Throughout the course of the week, parts of the city felt a warzone. Explosions and gunfire echoed around the shattered streets, while activists rushed moaning youngsters back from the frontline under the flicker of failing street lamps.

But although this week’s violence seemed like it had erupted from nowhere, it was in fact the culmination of months of grievances.

Protesters had long bemoaned the ruling general’s prolific use of the military court system to try thousands of civilians, while the detention of journalists and bloggers suggested a ruling elite which had no intention of forsaking the norms of Mubarak-era despotism.

Things got worse in September when the military said it would be renewing the hated Emergency Laws following deadly clashes outside the Israeli embassy in Cairo.

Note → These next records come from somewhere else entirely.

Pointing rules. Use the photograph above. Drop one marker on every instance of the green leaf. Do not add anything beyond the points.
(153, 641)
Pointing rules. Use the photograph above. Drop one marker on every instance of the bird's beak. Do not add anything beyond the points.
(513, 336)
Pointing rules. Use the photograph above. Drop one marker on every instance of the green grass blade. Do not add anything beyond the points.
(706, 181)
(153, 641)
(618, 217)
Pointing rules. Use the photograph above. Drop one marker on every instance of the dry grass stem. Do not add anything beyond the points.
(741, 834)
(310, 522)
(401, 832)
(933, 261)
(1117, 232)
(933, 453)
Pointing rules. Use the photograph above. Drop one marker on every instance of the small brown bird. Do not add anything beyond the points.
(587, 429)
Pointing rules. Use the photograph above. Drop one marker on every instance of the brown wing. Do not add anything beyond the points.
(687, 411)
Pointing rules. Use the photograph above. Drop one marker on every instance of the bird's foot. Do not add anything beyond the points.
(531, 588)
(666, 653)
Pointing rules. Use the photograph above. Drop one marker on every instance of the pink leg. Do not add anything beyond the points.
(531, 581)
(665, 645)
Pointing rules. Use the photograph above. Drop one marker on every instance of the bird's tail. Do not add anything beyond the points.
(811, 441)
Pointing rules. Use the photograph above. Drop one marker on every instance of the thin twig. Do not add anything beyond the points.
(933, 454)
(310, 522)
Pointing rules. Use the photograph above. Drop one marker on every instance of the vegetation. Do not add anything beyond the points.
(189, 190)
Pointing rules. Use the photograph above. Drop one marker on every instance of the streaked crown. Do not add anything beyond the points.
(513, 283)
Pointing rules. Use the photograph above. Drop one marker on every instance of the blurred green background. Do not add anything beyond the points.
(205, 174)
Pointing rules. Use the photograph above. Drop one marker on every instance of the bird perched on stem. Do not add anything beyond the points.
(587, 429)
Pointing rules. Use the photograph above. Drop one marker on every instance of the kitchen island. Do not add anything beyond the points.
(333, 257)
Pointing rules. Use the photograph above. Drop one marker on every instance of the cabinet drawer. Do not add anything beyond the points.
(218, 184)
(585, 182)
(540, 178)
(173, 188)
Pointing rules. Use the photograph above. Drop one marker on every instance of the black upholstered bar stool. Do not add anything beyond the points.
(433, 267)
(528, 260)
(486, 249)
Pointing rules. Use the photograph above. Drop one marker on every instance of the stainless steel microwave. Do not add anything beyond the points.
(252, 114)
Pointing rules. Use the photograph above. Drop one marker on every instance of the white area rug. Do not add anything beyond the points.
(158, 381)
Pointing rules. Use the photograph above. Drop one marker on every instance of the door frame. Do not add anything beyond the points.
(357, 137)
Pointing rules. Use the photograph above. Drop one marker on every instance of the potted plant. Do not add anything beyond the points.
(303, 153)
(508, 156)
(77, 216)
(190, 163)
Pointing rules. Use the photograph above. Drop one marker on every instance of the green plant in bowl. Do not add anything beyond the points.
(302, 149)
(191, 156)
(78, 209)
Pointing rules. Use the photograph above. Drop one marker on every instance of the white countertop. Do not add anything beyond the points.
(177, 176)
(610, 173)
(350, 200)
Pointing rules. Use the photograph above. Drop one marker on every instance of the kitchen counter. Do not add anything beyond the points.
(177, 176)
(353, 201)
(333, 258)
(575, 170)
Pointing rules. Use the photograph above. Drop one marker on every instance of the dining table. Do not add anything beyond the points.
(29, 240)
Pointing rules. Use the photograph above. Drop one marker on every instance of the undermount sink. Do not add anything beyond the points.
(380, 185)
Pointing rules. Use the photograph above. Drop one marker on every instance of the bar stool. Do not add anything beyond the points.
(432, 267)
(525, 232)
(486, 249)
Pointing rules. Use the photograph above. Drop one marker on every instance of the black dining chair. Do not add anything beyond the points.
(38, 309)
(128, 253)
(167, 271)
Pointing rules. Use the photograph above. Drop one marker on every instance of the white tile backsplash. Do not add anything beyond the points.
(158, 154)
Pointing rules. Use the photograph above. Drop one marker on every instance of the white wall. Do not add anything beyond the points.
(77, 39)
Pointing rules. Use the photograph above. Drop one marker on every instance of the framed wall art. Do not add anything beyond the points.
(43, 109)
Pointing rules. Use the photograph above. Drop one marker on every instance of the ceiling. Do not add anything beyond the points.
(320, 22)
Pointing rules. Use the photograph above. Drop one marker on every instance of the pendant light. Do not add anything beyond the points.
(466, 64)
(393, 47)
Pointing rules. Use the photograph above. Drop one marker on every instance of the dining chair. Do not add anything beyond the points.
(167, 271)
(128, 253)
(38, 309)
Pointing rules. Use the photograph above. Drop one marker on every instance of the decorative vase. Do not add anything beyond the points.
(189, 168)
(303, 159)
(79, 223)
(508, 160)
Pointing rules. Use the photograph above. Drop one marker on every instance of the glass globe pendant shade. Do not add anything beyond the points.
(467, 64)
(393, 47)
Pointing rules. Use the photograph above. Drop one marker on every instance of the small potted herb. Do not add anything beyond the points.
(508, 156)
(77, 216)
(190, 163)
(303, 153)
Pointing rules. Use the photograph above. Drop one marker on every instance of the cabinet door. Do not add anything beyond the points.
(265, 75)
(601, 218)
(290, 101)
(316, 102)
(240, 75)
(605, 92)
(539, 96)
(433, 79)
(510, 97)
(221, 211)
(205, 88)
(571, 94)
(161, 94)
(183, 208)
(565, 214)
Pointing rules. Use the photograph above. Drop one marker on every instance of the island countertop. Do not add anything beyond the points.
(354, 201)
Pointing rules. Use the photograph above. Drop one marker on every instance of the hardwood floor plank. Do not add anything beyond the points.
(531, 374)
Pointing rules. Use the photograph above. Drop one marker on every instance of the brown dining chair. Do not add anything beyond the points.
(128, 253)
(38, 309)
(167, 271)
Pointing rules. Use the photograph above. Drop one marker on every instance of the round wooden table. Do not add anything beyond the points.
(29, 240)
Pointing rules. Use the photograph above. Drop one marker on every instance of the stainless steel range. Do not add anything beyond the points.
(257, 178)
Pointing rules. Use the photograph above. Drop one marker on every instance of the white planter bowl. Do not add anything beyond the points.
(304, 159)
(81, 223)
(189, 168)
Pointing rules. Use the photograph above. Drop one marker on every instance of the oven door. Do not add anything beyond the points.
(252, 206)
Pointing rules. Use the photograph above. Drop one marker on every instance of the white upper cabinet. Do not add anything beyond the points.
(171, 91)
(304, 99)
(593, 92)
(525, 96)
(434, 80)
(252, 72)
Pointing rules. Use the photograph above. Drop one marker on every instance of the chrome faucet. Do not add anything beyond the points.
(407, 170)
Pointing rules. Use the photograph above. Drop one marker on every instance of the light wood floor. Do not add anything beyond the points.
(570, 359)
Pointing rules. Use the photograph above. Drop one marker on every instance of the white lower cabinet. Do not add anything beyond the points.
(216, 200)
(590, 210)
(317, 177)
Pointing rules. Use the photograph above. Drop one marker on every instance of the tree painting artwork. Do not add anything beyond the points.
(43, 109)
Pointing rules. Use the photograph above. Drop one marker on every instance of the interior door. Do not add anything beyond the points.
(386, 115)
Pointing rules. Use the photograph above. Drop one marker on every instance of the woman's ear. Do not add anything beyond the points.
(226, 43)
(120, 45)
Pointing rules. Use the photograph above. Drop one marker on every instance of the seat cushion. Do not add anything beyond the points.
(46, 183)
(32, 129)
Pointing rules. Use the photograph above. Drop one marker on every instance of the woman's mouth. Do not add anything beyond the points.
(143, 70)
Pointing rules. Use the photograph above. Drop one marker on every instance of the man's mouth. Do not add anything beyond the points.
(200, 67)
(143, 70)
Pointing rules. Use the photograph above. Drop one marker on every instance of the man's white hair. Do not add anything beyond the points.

But it was last month’s bloodshed following a mainly-Christian demonstration in the centre of the capital which really tarnished the generals.

The images of armoured cars swerving into crowds of demonstrators and allegations that the troops had opened fire on civilians was enough to convince many Egyptians that the people and army were no longer on the same limb.

Seen in that context, the attack by riot police on demonstrators last Saturday – and the violence that followed – appears in sharper relief.

The Military Council is banking on isolating those in Tahrir Square. It effectively said as much yesterday, when Maj. Gen. Mukhtar el-Mallah told reporters at a press conference that "we will not relinquish power because of a slogan-chanting crowd.”

But with demonstrators saying they will not leave the Square until the military immediately stands down - and the generals explicitly refusing to do so - surely it will not be long before the ceasefire brokered yesterday in Mohamed Mahmoud Street comes unstuck.